Secondo La Gazzetta dello Sport, Buffon ha parlato di Juventus-Milan, ritenendo che la Juventus avesse il sopravvento, ed era ottimista sul fatto che Walter Made avrebbe avuto un impatto significativo in Serie A.

La leggenda della Juventus ha vissuto ogni tipo di scontro con il Milan, dal suo debutto in Serie A con il Parma a 17 anni, alla sua prima finale di Champions League con la Juventus, e innumerevoli decisive sfide scudetto. La partita di oggi è diversa; non è più il protagonista in campo, né ricopre un ruolo dirigenziale nella nazionale italiana. Eppure, rimane una leggenda, un simbolo nazionale e un'icona della Juventus. Buffon ha giocato 685 partite con la Juventus, secondo solo alle 705 presenze di Del Piero.
Buffon, se chiudi gli occhi, quale partita Juventus-Milan ti viene in mente?
"Penso alla prima volta che ho giocato contro il Milan a San Siro. Shevchenko ha segnato un gol inimitabile, non so nemmeno se fosse intenzionale, era semplicemente incredibile. Ma, naturalmente, la mia impressione duratura di Juventus-Milan è Manchester, la finale di Champions League del 2003."
Sia la Juventus che il Milan affrontano questo scontro diretto con un percorso netto. A tuo parere, chi è più probabile che sia il principale sfidante dell'Inter?
"Il Milan può sfruttare l'entusiasmo che deriva dalla novità: un nuovo progetto, un nuovo allenatore e nuovi giocatori. Possono cavalcare quell'onda di entusiasmo. Ma dopo molti cambiamenti, ci vuole tempo per trovare il miglior equilibrio.
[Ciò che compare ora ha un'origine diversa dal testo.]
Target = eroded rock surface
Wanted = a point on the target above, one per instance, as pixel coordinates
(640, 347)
La Juventus ha il vantaggio perché Spalletti lavora con la squadra da nove mesi, e alcune delle decisioni di mercato del club sono state influenzate da Luciano. La dirigenza e Spalletti hanno fatto molto bene. Sono molto interessato a Walter Made. Voglio vedere se, con il suo fisico, la sua altezza di 198 cm e la sua eccellente tecnica, potrà diventare il giocatore dominante che mi aspetto che sia."
Una volta hai giocato al fianco di un giovane Ibrahimovic alla Juventus. Questo gigante tedesco per la Juventus può avere un impatto simile ora?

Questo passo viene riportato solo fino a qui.